Nous sommes préoccupés par le fait que les étudiants sont laissés dans l’incertitude en raison de l’évolution des politiques. Les changements incessants créent un climat d’instabilité et de détresse pour les étudiants, les laissant dans le doute quant à leur avenir au Canada.
Les étudiants internationaux ont apporté une contribution significative au Canada, tant sur le plan économique que social. Ils doivent être respectés et ne pas être les boucs émissaires des problèmes sociaux canadiens dont ils ne sont pas responsables.
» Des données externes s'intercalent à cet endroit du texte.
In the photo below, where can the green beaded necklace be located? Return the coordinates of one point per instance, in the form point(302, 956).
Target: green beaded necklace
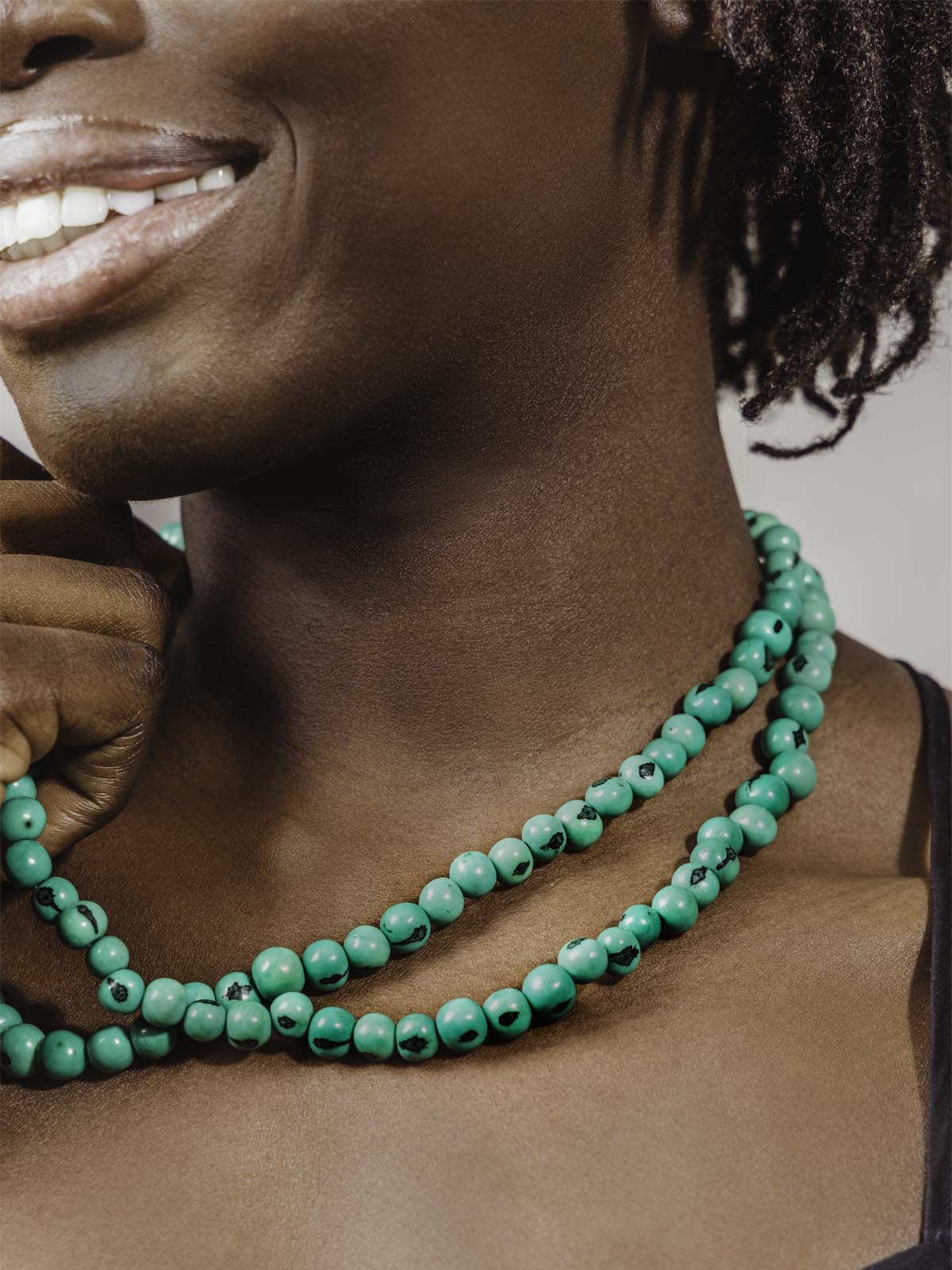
point(793, 618)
Le CCR demande au gouvernement canadien de prendre des mesures immédiates et significatives concernant la situation des étudiants internationaux qui se trouvent déjà dans le pays. Nous soulignons l’importance de maintenir l’équité et la compassion dans les processus d’immigration et de veiller à ce que les étudiants internationaux ne soient pas confrontés à des obstacles imprévisibles et inutiles. Cette demande est motivée par le besoin urgent d’empêcher ces personnes d’être poussées dans des situations précaires, telles que l’exploitation du travail ou des pratiques d’immigration néfastes, en raison de l’incertitude quant à leur statut et à leur avenir au Canada.
Plus précisément, le CCR exhorte le gouvernement canadien à :
- Offrir aux étudiants internationaux déjà au Canada (ainsi qu’à leurs conjoints) des options de prolongation des visas temporaires et des voies d’accès à la résidence permanente selon les règles initialement communiquées et comprises par eux.
- Mettre en place des voies d’accès équitables, transparentes et élargies aux permis de travail postdiplôme et au statut de résident permanent pour les étudiants internationaux, et permettre aux membres de leur famille à charge d’avoir accès aux permis pertinents pendant et après la durée de leurs études.
- Éliminer la règle qui empêche les étudiants internationaux de travailler plus de 24 heures par semaine en dehors du campus.
- Surveiller et combattre la désinformation au Canada et à l’étranger qui induit les étudiants internationaux en erreur.
- Normaliser et renforcer les mécanismes de contrôle des recruteurs du secteur de l’éducation, y compris ceux qui opèrent à l’extérieur du pays.
- Continuer de permettre aux étudiants internationaux qui déposent une demande d’asile d’accéder pleinement au processus de détermination du statut de réfugié auprès de la Commission de l’immigration et du statut de réfugié, sans discrimination, et cesser les commentaires publics qui remettent en question la légitimité des demandes d’asile présentées par les étudiants internationaux.
La compassion et l’équité envers ces étudiants l’exigent. Cela est également dans l’intérêt de notre société et de notre économie, qui bénéficieront de la participation continue de ces jeunes formés au Canada, qui ont tant à offrir et qui choisissent le Canada en ces temps difficiles.